Having a health issue while in Iceland? Do not panic, here’s how to find help if you suddenly need to see a doctor or find medicine in Iceland. Iceland has a modern medical system and has medical centres and hospitals that are similar to other European countries.
Pharmacies (apótek in Icelandic) are generally open from 10 am to 6 pm on weekdays, from 10 am to 2 pm on Saturdays, and closed on Sundays and public holidays. In the Icelandic capital, two pharmacies remain open until midnight: Lyfja Lágmúla and Lyfja Smáratorgi. In more isolated areas, there is often no pharmacy, or they open very limited hours so if you depend on certain medications do make sure and get it before you go on a trip.

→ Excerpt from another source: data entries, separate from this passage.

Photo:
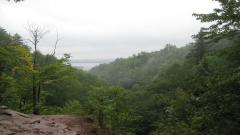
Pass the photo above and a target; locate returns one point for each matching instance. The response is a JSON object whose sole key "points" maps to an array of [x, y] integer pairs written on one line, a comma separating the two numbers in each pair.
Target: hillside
{"points": [[15, 123], [140, 69]]}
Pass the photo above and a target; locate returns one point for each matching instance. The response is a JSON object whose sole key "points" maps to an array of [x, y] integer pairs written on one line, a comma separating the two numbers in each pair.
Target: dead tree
{"points": [[36, 34]]}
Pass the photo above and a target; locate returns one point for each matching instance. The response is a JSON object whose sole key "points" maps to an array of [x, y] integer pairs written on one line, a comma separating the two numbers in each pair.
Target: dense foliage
{"points": [[193, 90], [140, 69]]}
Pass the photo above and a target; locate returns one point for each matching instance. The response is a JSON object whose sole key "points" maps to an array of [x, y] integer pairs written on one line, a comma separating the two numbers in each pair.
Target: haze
{"points": [[106, 29]]}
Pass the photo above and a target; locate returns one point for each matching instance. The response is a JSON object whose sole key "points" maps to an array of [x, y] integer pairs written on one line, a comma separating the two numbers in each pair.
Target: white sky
{"points": [[100, 29]]}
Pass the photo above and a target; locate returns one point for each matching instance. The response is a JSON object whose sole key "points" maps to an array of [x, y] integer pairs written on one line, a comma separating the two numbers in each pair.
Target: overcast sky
{"points": [[103, 29]]}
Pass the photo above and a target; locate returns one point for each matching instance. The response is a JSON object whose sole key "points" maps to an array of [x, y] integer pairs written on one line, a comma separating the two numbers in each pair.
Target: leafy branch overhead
{"points": [[224, 20]]}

Medication for headaches or other pain are sold without problems in all pharmacies, but for other types of medication you will need a prescription. For this, you must go to a doctor’s office, or Heilsugæsla, where you will see a doctor. You need an appointment between 8 am and 3 pm, then from 3 pm you can go to the doctor’s office spontaneously and wait for your turn to see a doctor. There is also a telephone hotline every morning if you wish to talk privately with a doctor. The wait can be long but once on the line with the doctor they will take the time to listen to you.
Doctor in Iceland and Hospitals
If you have an accident or need immediate medical attention, go to the hospital emergency room. The country’s two main hospitals are located in Reykjavik and Akureyri. In case of emergency, you can also call 112 who will tell you the procedure. For the less severe cases you can call 1770 to speak with a nurse who can also tell you the location of the nearest medical centre or clinic.

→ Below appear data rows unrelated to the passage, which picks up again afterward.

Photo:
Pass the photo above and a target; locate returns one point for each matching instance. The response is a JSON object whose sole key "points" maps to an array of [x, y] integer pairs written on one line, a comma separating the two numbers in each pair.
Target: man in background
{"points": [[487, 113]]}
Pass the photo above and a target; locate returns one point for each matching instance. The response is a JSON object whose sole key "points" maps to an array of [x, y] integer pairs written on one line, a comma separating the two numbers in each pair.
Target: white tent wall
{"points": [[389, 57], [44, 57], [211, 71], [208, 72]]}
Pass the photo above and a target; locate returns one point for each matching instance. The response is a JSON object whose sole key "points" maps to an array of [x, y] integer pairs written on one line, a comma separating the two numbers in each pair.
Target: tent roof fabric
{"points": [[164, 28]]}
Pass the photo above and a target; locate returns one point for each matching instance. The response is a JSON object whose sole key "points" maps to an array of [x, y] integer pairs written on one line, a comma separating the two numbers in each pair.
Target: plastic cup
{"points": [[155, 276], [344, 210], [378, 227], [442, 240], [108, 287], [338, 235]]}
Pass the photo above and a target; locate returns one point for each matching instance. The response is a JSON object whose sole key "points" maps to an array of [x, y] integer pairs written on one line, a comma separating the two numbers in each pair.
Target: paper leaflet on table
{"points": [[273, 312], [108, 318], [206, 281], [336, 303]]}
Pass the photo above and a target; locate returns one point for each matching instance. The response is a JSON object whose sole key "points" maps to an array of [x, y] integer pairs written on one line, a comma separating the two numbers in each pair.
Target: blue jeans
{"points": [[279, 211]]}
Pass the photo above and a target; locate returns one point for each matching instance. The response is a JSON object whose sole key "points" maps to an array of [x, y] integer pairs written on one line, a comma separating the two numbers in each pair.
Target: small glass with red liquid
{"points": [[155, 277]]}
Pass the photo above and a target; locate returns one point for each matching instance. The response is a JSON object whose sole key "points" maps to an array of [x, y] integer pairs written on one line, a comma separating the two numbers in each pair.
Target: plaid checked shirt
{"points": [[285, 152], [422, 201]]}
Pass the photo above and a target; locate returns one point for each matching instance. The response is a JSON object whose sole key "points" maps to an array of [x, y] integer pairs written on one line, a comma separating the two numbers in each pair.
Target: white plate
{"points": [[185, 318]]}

If you have Form E-111 or the European Health Insurance Card, you will not have to pay any medical costs, but some of the care costs may still be your responsibility. Please check before leaving to find out what kind of benefits will be covered by your insurance.
If you are in the hospital and do not speak any Icelandic, you should be able to ask the staff to find an interpreter who speaks English. This can be a little more complicated in the smaller cities but do ask as they will try to accommodate you.